Один из них посмотрел вверх и бодро сказал: «Привет, Король!»
Но Король понятия не имел, кто это был. Лицо стало ярко-красным и так раздулось, что его обладателя было невозможно узнать. А когда Король увидел человека на вторых носилках, с 30 % ожогов тела, он понял: что бы ни случилось со стержнями, это не было мелкой аварией[667]. Между тем время его истекло. Король вышел из автобуса и смотрел, как он отъезжает от медсанчасти.
Вечером Король и другие старшие инженеры со станции собирались группами друг у друга, пили пиво и обсуждали, что могло послужить причиной аварии. Теорий было много, а ответов мало. Они включили телевизор в надежде услышать новости, но никаких упоминаний станции или аварии не было.
В их большой угловой квартире на проспекте Ленина Валентина Брюханова весь день ждала новостей о муже, которого не видела с момента его молчаливого ухода на службу на рассвете[668]. Директор ЧАЭС вернулся домой далеко за полночь. Он принес пропуск, который позволял их беременной дочери и ее мужу на машине проехать через милицейский кордон и уехать из города. Он сказал, что должен вернуться на станцию.
«Ты знаешь, капитан покидает судно последним.
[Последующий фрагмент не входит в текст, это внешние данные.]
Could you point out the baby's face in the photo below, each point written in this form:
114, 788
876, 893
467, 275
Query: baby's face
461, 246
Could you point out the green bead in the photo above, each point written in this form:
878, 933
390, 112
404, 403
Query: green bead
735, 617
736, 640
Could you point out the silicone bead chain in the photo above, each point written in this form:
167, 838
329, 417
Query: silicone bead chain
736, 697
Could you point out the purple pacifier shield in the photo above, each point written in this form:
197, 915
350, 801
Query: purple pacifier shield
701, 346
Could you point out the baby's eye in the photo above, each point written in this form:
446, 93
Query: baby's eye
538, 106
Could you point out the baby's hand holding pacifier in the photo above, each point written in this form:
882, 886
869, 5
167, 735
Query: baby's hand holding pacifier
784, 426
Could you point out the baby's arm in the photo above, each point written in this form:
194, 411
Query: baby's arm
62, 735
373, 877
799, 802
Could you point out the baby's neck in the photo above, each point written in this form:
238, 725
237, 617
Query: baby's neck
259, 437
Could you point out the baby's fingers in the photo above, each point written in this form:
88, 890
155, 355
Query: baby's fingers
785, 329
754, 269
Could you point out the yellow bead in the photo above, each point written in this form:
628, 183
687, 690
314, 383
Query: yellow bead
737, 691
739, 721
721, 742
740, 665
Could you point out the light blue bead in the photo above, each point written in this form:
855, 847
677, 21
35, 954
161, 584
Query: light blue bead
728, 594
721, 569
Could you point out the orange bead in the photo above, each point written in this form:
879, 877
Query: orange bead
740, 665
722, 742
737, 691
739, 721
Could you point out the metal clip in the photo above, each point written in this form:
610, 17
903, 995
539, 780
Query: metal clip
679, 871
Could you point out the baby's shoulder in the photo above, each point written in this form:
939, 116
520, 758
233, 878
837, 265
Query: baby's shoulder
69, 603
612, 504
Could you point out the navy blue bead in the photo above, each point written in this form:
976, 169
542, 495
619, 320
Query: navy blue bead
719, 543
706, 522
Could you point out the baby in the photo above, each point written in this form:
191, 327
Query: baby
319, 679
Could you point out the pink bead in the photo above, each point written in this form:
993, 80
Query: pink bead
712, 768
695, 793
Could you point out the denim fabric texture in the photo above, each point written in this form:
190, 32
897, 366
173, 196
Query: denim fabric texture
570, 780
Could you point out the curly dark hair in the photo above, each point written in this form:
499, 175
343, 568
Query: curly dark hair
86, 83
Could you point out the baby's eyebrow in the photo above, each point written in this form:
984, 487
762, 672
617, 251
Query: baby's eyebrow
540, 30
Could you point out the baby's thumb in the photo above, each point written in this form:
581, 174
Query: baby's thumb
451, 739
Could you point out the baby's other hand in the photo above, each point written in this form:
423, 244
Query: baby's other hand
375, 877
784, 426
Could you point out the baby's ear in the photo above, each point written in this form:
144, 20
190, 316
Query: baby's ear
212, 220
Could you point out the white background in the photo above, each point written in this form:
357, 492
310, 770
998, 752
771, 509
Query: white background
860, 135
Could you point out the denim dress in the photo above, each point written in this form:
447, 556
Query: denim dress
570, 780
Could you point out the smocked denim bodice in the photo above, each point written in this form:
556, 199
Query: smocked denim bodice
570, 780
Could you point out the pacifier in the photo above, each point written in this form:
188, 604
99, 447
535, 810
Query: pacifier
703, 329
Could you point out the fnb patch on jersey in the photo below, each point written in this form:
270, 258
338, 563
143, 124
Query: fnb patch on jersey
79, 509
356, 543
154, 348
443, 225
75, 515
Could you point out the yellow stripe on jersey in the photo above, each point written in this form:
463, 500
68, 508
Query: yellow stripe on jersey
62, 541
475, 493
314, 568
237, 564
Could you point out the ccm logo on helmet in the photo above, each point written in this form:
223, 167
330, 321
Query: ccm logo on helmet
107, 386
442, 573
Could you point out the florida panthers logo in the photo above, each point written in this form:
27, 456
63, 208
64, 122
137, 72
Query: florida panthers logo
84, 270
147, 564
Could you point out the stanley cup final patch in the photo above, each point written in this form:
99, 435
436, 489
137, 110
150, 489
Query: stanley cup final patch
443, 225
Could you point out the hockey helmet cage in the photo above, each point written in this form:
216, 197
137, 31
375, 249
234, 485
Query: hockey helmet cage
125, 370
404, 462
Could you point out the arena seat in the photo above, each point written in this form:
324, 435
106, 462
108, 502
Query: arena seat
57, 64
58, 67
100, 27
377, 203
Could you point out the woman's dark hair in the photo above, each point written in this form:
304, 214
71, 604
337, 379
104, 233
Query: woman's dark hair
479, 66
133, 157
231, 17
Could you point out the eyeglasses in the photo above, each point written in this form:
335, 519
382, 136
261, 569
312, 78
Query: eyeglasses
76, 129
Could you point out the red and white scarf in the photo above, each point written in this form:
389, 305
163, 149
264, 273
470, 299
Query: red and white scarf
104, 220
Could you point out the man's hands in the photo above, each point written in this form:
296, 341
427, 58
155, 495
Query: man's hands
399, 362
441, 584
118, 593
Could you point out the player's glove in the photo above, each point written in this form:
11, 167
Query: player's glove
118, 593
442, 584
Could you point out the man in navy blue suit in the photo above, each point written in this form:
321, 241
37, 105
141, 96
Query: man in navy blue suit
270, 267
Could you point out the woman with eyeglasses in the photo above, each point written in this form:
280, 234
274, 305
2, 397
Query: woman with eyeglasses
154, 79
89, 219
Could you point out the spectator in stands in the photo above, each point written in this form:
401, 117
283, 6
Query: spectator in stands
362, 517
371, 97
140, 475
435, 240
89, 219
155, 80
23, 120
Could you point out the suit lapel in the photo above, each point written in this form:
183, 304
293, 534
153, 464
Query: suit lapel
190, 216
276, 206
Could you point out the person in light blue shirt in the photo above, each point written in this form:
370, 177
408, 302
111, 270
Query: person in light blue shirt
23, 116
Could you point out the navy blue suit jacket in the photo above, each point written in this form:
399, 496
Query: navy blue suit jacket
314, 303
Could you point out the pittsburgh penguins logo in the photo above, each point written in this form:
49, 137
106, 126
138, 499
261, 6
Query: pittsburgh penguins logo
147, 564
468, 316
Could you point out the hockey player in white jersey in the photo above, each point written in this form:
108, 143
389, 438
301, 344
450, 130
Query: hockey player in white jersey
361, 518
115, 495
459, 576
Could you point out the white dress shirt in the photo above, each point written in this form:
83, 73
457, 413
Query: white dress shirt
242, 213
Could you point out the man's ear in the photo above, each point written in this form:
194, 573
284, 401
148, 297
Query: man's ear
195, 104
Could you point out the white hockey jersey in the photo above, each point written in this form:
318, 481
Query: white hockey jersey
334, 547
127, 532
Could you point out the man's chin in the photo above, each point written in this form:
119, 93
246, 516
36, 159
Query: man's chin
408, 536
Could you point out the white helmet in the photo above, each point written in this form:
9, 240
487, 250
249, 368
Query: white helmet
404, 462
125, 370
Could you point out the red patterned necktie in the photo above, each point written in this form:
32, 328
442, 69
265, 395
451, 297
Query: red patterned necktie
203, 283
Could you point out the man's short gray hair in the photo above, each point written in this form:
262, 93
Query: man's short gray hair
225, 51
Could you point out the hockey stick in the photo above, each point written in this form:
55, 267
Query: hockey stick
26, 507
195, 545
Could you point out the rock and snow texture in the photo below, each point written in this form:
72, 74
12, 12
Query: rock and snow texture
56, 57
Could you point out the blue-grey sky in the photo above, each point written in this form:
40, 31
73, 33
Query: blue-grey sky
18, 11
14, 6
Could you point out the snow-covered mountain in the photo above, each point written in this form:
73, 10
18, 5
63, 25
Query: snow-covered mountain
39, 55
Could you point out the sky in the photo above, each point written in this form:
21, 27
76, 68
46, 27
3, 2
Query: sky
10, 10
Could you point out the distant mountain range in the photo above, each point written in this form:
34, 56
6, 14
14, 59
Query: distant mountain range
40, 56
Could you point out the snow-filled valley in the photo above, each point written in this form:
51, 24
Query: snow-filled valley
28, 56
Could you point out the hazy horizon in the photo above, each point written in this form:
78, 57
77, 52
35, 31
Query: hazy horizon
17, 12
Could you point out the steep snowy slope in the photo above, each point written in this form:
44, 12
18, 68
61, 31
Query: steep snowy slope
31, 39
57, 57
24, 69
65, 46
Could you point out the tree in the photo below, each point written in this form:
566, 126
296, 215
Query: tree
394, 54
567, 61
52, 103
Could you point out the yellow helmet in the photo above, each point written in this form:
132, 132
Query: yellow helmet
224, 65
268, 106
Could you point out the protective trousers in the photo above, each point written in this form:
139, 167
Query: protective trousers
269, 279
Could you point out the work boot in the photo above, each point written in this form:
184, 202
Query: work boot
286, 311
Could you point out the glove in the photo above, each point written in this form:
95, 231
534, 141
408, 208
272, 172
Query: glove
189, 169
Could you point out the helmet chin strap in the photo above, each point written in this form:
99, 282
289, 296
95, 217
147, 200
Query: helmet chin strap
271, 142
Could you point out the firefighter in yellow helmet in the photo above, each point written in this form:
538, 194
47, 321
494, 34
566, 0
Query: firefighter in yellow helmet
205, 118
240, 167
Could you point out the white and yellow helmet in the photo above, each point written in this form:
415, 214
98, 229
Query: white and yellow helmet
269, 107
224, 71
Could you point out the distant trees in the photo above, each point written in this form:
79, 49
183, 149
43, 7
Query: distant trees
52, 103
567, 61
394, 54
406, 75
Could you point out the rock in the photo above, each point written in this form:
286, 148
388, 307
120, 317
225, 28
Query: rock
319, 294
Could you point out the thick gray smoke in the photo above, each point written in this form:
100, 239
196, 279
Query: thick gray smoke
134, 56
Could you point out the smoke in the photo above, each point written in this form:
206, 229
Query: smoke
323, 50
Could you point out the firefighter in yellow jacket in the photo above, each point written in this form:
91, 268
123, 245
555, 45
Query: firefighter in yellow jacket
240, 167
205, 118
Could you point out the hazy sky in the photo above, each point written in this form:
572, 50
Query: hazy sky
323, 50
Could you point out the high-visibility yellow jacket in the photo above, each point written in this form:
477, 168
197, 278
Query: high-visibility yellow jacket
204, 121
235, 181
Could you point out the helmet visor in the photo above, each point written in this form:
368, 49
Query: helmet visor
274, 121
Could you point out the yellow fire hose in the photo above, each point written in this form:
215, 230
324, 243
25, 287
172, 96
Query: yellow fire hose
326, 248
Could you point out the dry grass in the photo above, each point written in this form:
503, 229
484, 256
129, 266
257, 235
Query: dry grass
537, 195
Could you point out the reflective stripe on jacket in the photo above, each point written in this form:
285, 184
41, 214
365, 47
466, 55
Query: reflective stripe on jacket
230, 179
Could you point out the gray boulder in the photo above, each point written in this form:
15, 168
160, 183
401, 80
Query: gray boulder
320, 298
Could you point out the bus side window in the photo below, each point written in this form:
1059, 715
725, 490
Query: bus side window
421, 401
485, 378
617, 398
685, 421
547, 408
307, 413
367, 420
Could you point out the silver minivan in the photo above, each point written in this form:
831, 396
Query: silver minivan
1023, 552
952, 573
С сегодняшнего дня, – сказал он Валентине, – за семью отвечаешь ты».
Вениамин Прянишников наконец дозвонился до своего начальника на станции, и тот сказал ему, что проводятся учения, а он пусть занимается своими делами[669]. В ту ночь Прянишников закрыл свою жену и дочь в квартире. Он велел им собрать чемоданы и быть готовыми первым поездом уехать из города. Семья готовилась ко сну, когда до них донеслись странные звуки со стороны станции. Со своего балкона на шестом этаже они увидели, как языки желтого и зеленого пламени высотой в 100 м взлетели в небо над руинами реактора № 4.
Рано утром в воскресенье самолет генерала Иванова взлетел с аэродрома Борисполь. На борту находились 26 человек с начальными симптомами острой лучевой болезни[670]. Среди них были Леонид Топтунов, начальник его смены Александр Акимов, заместитель главного инженера Дятлов, Александр Ювченко и пожарные, которые боролись с огнем на крыше зала реактора. Многие не представляли, куда их везут и почему. Их волновала судьба их семей – и то, что случилось со станцией. Полет до Москвы продолжался меньше двух часов. Тех, кто был в сознании, всю дорогу рвало.